Grassley Reiterates Warning About FDA Retaliation Against Safety Official
Senate Finance Committee Chair Chuck Grassley (R-Iowa) on Monday "escalated his campaign" to prevent FDA from "retaliating" against David Graham, associate director of drug safety in the FDA Office of Drug Safety, for his testimony that the agency "is not doing enough to protect the public" from potentially dangerous prescription drugs, CQ Today reports (Adams, CQ Today, 11/29).

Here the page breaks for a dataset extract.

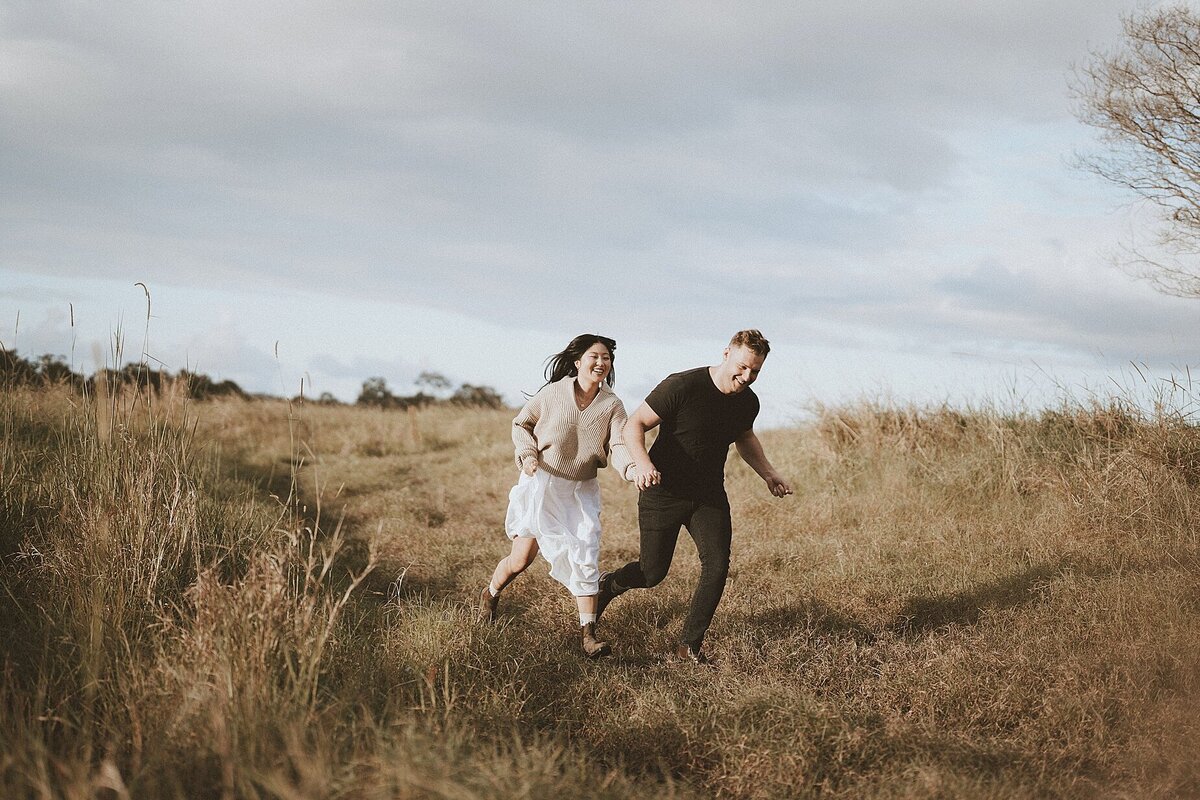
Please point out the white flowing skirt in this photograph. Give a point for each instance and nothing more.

Last Wednesday, Graham said he is facing pressure to change jobs within FDA as a retaliatory measure for his remarks before a Senate Finance Committee hearing on the Vioxx withdrawal. At the hearing, Graham said that Merck should have withdrawn Vioxx from the market years earlier and criticized agency actions related to the medication.
He also said that FDA "as currently configured, is incapable of protecting America against another Vioxx" because of ties between agency reviewers and the pharmaceutical industry.
Graham has said that FDA Acting Commissioner Lester Crawford on Nov. 9 asked him to consider a new assignment on a team reviewing the workings of the agency. Graham said that he informed Crawford that he was not interested in the new assignment. However, Graham added that he recently heard unofficially that he will be required to accept the new assignment as soon as this week.
In addition, Tom Devine, legal director for the Government Accountability Project -- which is providing legal counsel to Graham -- said that soon after Graham retained GAP attorneys, the group received anonymous phone calls from FDA phone numbers attempting to discredit Graham by accusing him of scientific misconduct. FDA officials denied Devine's allegations. However, Grassley has called on Daniel Levinson, acting inspector general for HHS, to investigate whether FDA officials misused "government resources, including property and time," by using their office phones to make anonymous phone calls questioning Graham's competence.
Donald White, a spokesperson for the HHS Office of Inspector General, said that the office would review Grassley's request for an investigation "carefully," but no decision has been made (California Healthline, 11/29).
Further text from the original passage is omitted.